Em 1922 foi convidada para participar da Semana de Arte Moderna, mas foi impedida pelo marido. Depois da morte do esposo, em 1934, foi doceira para sustentar os quatro filhos. Embora continuasse escrevendo, viveu por muito tempo da sua produção caseira. Se dizia mais doceira que escritora. Em 1934 chegou a trabalhar também como vendedora de livros. Em 1936 muda-se para Andradina, onde começa a escrever para o jornal da cidade.

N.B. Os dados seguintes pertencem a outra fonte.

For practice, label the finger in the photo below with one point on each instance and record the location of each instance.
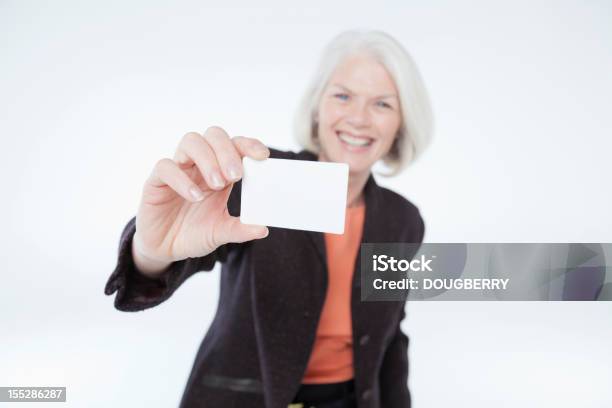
(232, 230)
(248, 146)
(193, 149)
(226, 153)
(167, 173)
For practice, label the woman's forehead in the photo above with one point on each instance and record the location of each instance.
(363, 74)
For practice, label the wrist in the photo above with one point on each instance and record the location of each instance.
(145, 264)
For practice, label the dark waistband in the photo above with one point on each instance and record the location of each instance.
(317, 393)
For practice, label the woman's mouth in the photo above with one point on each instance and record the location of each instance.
(354, 142)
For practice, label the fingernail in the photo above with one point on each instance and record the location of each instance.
(233, 173)
(217, 181)
(196, 193)
(261, 150)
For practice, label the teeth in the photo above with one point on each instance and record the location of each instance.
(354, 141)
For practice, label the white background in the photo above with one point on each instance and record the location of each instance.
(93, 93)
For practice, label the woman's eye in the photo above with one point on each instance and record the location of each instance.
(383, 104)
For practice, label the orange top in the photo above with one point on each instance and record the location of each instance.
(331, 359)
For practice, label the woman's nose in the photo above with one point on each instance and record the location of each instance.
(358, 115)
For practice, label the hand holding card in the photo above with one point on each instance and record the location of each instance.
(296, 194)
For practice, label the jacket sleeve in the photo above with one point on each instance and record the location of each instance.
(394, 390)
(136, 291)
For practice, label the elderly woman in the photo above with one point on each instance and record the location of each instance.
(290, 330)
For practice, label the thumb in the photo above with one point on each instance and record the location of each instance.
(232, 230)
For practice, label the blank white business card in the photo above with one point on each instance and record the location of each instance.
(296, 194)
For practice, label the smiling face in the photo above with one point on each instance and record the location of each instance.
(359, 114)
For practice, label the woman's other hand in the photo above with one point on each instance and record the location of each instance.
(183, 210)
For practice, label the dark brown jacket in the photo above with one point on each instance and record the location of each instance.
(272, 292)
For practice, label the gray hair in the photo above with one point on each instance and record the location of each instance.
(416, 129)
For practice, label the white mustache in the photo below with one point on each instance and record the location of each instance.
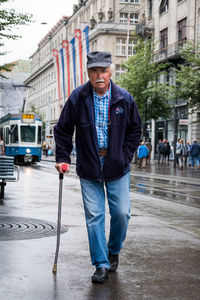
(99, 81)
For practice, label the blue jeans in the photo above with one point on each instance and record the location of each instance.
(93, 193)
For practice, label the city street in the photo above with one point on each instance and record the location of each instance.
(160, 258)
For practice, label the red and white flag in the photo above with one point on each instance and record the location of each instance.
(65, 45)
(78, 35)
(55, 54)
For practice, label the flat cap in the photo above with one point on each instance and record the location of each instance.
(98, 59)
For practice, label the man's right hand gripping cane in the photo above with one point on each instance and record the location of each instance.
(62, 168)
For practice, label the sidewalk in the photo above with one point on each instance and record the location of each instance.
(159, 261)
(155, 170)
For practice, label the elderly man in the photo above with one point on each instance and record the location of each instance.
(108, 130)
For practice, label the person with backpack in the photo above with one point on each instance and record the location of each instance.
(167, 152)
(142, 154)
(181, 152)
(194, 152)
(161, 151)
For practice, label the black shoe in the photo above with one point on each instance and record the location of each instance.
(114, 260)
(100, 275)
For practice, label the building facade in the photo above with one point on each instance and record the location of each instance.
(172, 24)
(110, 24)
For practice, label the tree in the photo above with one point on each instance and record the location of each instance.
(8, 20)
(141, 79)
(188, 75)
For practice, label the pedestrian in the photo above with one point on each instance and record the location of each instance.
(142, 153)
(195, 152)
(149, 146)
(181, 152)
(108, 131)
(2, 148)
(167, 152)
(45, 148)
(161, 151)
(188, 156)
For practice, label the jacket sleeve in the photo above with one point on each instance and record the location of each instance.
(63, 133)
(133, 132)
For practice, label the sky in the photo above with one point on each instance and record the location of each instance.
(49, 11)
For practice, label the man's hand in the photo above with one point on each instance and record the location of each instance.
(59, 168)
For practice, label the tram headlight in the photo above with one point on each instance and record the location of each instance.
(28, 150)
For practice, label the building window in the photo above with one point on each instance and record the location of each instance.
(164, 6)
(164, 39)
(122, 46)
(119, 71)
(133, 18)
(182, 35)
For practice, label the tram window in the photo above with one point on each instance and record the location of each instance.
(27, 133)
(39, 135)
(14, 134)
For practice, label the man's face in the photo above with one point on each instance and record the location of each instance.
(100, 78)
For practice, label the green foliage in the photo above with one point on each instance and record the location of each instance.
(9, 19)
(141, 79)
(188, 75)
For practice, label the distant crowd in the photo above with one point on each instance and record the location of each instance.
(186, 154)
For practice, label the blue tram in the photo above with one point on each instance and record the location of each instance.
(22, 136)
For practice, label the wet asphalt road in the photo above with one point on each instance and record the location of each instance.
(160, 258)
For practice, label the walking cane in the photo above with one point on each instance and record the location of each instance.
(64, 168)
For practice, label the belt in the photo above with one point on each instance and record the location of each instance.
(102, 152)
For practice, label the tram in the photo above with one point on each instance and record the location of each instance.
(22, 136)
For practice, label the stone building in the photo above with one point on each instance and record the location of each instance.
(172, 23)
(110, 24)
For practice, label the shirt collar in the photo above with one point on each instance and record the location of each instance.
(104, 96)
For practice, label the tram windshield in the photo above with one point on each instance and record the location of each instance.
(27, 133)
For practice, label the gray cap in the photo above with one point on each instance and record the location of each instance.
(98, 59)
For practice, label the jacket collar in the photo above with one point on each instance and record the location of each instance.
(116, 95)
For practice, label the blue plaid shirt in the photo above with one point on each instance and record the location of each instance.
(101, 105)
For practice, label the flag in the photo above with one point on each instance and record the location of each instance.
(55, 54)
(86, 31)
(63, 72)
(78, 35)
(65, 45)
(74, 59)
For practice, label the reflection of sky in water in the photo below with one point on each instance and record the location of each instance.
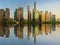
(50, 39)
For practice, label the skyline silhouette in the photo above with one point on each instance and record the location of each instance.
(42, 5)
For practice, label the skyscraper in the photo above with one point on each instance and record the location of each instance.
(46, 16)
(20, 14)
(15, 14)
(34, 10)
(1, 14)
(29, 13)
(53, 18)
(7, 13)
(42, 16)
(34, 5)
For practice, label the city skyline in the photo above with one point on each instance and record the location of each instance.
(41, 5)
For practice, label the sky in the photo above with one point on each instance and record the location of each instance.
(41, 5)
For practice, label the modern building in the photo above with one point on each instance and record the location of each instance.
(42, 16)
(1, 14)
(20, 14)
(50, 16)
(53, 18)
(37, 15)
(29, 13)
(15, 14)
(7, 13)
(46, 16)
(34, 10)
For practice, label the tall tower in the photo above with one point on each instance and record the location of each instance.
(7, 13)
(34, 5)
(29, 13)
(34, 10)
(20, 14)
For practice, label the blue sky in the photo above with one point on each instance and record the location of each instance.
(42, 5)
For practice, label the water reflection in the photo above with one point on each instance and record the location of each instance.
(32, 30)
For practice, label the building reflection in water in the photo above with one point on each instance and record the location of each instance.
(35, 30)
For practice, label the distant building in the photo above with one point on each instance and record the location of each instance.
(36, 15)
(1, 14)
(46, 16)
(34, 10)
(42, 16)
(53, 18)
(29, 13)
(50, 16)
(7, 13)
(20, 14)
(15, 14)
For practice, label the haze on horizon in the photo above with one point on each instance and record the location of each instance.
(41, 5)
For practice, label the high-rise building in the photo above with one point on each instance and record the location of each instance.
(36, 15)
(34, 5)
(46, 16)
(7, 13)
(1, 14)
(15, 14)
(40, 18)
(53, 18)
(29, 13)
(43, 16)
(20, 14)
(50, 17)
(34, 10)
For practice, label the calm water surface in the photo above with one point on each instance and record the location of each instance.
(43, 34)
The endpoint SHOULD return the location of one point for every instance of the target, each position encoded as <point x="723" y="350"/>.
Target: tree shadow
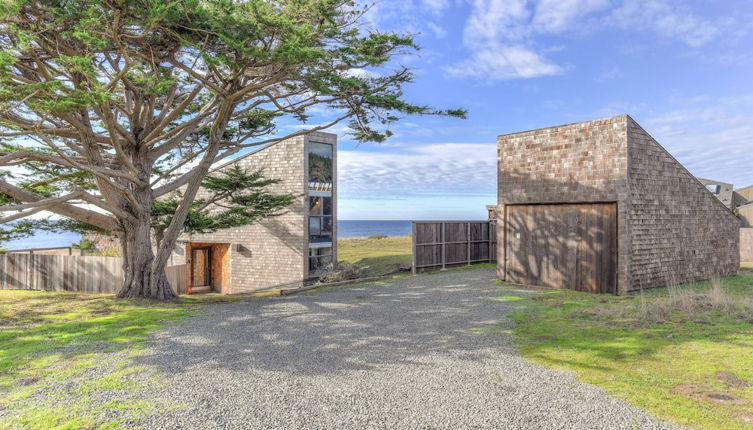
<point x="354" y="328"/>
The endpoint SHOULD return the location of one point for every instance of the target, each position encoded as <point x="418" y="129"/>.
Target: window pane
<point x="320" y="166"/>
<point x="323" y="251"/>
<point x="326" y="205"/>
<point x="315" y="226"/>
<point x="315" y="205"/>
<point x="327" y="225"/>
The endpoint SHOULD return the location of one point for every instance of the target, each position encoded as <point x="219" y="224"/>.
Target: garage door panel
<point x="563" y="246"/>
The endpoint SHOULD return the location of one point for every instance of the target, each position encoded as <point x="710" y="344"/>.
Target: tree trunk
<point x="143" y="278"/>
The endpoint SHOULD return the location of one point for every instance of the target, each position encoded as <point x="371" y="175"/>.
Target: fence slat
<point x="73" y="273"/>
<point x="444" y="244"/>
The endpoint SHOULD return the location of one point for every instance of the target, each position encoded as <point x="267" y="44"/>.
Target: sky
<point x="682" y="69"/>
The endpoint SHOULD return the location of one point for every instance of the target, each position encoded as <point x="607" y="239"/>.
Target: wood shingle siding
<point x="669" y="228"/>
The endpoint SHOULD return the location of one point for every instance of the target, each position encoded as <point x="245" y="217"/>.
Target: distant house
<point x="742" y="196"/>
<point x="722" y="191"/>
<point x="491" y="211"/>
<point x="601" y="206"/>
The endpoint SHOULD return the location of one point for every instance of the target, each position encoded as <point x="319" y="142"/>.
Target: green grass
<point x="47" y="337"/>
<point x="668" y="367"/>
<point x="382" y="256"/>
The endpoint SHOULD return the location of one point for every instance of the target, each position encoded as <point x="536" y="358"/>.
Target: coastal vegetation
<point x="682" y="353"/>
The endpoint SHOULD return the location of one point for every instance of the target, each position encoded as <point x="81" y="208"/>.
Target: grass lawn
<point x="50" y="341"/>
<point x="696" y="369"/>
<point x="382" y="256"/>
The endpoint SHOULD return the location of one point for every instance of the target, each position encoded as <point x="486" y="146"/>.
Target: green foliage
<point x="84" y="245"/>
<point x="119" y="104"/>
<point x="381" y="256"/>
<point x="671" y="368"/>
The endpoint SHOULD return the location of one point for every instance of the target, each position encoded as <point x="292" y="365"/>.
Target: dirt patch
<point x="732" y="380"/>
<point x="725" y="398"/>
<point x="26" y="380"/>
<point x="702" y="392"/>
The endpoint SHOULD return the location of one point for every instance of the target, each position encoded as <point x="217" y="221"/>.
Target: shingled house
<point x="601" y="206"/>
<point x="279" y="251"/>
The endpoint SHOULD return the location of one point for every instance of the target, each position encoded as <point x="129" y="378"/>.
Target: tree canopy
<point x="107" y="107"/>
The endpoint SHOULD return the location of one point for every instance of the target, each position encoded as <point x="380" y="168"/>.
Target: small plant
<point x="86" y="246"/>
<point x="112" y="252"/>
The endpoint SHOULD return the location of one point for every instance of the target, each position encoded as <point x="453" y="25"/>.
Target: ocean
<point x="359" y="228"/>
<point x="345" y="228"/>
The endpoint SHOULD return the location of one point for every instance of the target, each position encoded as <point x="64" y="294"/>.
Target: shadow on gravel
<point x="349" y="328"/>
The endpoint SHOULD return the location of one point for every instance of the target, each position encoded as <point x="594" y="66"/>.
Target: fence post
<point x="468" y="242"/>
<point x="413" y="241"/>
<point x="444" y="252"/>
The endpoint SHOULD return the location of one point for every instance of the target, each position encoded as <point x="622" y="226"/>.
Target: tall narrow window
<point x="320" y="166"/>
<point x="320" y="207"/>
<point x="320" y="219"/>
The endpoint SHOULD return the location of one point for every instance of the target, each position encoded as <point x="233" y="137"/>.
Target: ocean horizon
<point x="345" y="229"/>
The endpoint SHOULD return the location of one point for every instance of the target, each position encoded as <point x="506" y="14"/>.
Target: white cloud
<point x="499" y="62"/>
<point x="711" y="137"/>
<point x="442" y="168"/>
<point x="501" y="35"/>
<point x="668" y="19"/>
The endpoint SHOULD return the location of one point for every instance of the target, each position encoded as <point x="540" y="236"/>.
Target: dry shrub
<point x="344" y="271"/>
<point x="693" y="304"/>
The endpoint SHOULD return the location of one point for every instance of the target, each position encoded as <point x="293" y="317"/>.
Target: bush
<point x="344" y="271"/>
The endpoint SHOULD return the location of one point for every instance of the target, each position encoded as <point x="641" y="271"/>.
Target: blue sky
<point x="682" y="69"/>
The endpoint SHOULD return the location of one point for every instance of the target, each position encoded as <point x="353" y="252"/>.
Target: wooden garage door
<point x="563" y="246"/>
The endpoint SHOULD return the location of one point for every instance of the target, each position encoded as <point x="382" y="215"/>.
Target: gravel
<point x="427" y="352"/>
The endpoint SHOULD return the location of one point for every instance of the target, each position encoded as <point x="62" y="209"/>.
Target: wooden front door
<point x="201" y="267"/>
<point x="563" y="246"/>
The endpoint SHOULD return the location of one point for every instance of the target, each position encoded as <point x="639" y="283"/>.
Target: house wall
<point x="272" y="252"/>
<point x="671" y="229"/>
<point x="575" y="163"/>
<point x="746" y="244"/>
<point x="679" y="231"/>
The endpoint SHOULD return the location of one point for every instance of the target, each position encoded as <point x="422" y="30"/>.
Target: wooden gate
<point x="563" y="246"/>
<point x="444" y="244"/>
<point x="201" y="267"/>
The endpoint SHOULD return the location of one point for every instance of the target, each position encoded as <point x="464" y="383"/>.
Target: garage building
<point x="600" y="206"/>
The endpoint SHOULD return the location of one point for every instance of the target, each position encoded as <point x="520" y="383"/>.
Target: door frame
<point x="207" y="268"/>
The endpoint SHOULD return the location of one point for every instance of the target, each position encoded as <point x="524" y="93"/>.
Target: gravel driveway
<point x="427" y="352"/>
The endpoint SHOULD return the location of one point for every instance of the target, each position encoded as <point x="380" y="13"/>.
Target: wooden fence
<point x="444" y="244"/>
<point x="72" y="273"/>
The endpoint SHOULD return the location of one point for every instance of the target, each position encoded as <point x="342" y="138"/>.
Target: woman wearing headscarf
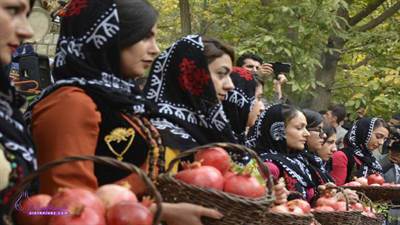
<point x="356" y="159"/>
<point x="17" y="158"/>
<point x="188" y="82"/>
<point x="314" y="144"/>
<point x="95" y="106"/>
<point x="241" y="101"/>
<point x="329" y="146"/>
<point x="279" y="136"/>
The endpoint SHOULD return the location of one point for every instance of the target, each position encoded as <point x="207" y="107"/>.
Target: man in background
<point x="335" y="116"/>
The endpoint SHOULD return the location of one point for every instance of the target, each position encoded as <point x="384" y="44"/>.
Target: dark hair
<point x="339" y="111"/>
<point x="396" y="116"/>
<point x="289" y="112"/>
<point x="136" y="18"/>
<point x="313" y="118"/>
<point x="258" y="79"/>
<point x="214" y="48"/>
<point x="242" y="58"/>
<point x="395" y="147"/>
<point x="328" y="129"/>
<point x="141" y="82"/>
<point x="381" y="123"/>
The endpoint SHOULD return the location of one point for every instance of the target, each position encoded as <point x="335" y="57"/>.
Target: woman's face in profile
<point x="14" y="27"/>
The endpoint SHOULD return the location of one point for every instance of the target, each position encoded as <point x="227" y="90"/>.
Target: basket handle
<point x="346" y="197"/>
<point x="262" y="168"/>
<point x="97" y="159"/>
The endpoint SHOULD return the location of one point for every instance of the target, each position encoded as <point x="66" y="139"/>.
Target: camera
<point x="280" y="67"/>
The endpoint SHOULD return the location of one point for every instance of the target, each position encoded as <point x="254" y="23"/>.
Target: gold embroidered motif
<point x="118" y="135"/>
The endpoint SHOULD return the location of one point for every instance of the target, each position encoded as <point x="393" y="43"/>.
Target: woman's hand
<point x="187" y="214"/>
<point x="351" y="195"/>
<point x="280" y="192"/>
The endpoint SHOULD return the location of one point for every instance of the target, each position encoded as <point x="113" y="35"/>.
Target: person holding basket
<point x="95" y="107"/>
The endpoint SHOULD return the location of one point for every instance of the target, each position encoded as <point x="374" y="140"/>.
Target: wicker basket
<point x="380" y="218"/>
<point x="237" y="210"/>
<point x="340" y="217"/>
<point x="376" y="193"/>
<point x="288" y="219"/>
<point x="7" y="219"/>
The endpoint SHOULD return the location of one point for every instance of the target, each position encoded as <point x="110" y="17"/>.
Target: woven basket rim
<point x="170" y="178"/>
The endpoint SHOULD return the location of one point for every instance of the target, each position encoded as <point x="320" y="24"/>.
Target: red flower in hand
<point x="191" y="78"/>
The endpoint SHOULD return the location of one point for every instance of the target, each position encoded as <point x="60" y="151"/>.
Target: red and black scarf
<point x="189" y="113"/>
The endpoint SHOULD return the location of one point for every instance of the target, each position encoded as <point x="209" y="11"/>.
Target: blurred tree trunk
<point x="186" y="26"/>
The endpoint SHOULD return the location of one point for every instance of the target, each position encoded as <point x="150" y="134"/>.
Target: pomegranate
<point x="79" y="215"/>
<point x="33" y="204"/>
<point x="339" y="206"/>
<point x="129" y="213"/>
<point x="357" y="206"/>
<point x="202" y="176"/>
<point x="375" y="179"/>
<point x="280" y="209"/>
<point x="216" y="157"/>
<point x="110" y="194"/>
<point x="326" y="201"/>
<point x="304" y="205"/>
<point x="69" y="198"/>
<point x="296" y="210"/>
<point x="323" y="208"/>
<point x="244" y="185"/>
<point x="362" y="180"/>
<point x="352" y="184"/>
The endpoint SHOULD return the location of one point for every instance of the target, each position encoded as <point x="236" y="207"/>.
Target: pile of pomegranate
<point x="110" y="204"/>
<point x="371" y="180"/>
<point x="213" y="169"/>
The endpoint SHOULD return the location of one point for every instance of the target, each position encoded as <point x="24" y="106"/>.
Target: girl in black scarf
<point x="314" y="144"/>
<point x="356" y="159"/>
<point x="95" y="106"/>
<point x="17" y="156"/>
<point x="279" y="136"/>
<point x="188" y="91"/>
<point x="240" y="101"/>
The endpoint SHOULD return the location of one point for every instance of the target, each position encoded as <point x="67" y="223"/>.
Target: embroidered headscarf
<point x="88" y="53"/>
<point x="189" y="113"/>
<point x="320" y="174"/>
<point x="268" y="138"/>
<point x="356" y="140"/>
<point x="238" y="103"/>
<point x="15" y="141"/>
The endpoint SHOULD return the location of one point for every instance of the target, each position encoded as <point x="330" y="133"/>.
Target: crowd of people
<point x="193" y="95"/>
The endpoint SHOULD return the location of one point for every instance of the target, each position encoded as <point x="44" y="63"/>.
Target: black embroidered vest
<point x="118" y="135"/>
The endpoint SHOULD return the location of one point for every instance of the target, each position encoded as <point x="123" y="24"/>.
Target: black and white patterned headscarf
<point x="189" y="113"/>
<point x="88" y="55"/>
<point x="356" y="140"/>
<point x="268" y="138"/>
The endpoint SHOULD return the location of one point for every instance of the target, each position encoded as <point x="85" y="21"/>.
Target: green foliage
<point x="298" y="32"/>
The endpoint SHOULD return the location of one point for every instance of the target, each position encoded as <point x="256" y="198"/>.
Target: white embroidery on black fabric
<point x="163" y="124"/>
<point x="105" y="30"/>
<point x="9" y="119"/>
<point x="157" y="83"/>
<point x="5" y="108"/>
<point x="27" y="152"/>
<point x="370" y="129"/>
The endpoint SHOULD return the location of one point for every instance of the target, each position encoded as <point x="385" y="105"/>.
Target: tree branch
<point x="265" y="2"/>
<point x="378" y="20"/>
<point x="359" y="64"/>
<point x="365" y="12"/>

Em 1956 voltou para sua cidade natal onde, em 1959, aos 70 anos, decidiu aprender datilografia para preparar seus poemas e entrega-los aos editores. Em 1956, com 75 anos, Cora conseguiu realizar o seu sonho de publicar o primeiro livro “O Poema dos Becos de Goiás e Estórias Mais”. Em 1970, tomou posse da cadeira número 5 da Academia Feminina de Letras e Artes de Goiás. O interesse do grande público pela poetisa se deveu aos elogios do poeta Carlos Drummond de Andrade, em 1980.

Em Goiás Velha ainda visitamos o Instituto Biapo, um casarão que se tornou numa galeria de artes e uma espécie de museu sobre a história da cidade. O Instituto também foi vítima das enxurradas de 2012. Lá estava sendo exposta a obra do artista, galerista e arquiteto Fernando Madeira, cuja obra “Mudança” me fez refletir sobre vários pontos.

Como já era tarde e a fome bateu, fomos almoçar no pequeno mercado popular de Goiás, bem arrumado e aconchegante. Com uma comidinha bem caseira, tivemos o privilégio de receber as visitas das aratacas vindas das serras em torno da cidade. Achei que fossem papagaios, mas meu filho Caio, que morou um bom tempo no Amazonas, me corrigiu.

Claro que estava também acompanhado da minha esposa Vandilza Silva Gonçalves, sempre não perdendo um lance nas fotos do seu celular. Pegamos estrada de volta para Anápolis, numa viagem encantadora, na base do bate e volta, para não gastar muita grana, coisa escassa na nossa praça.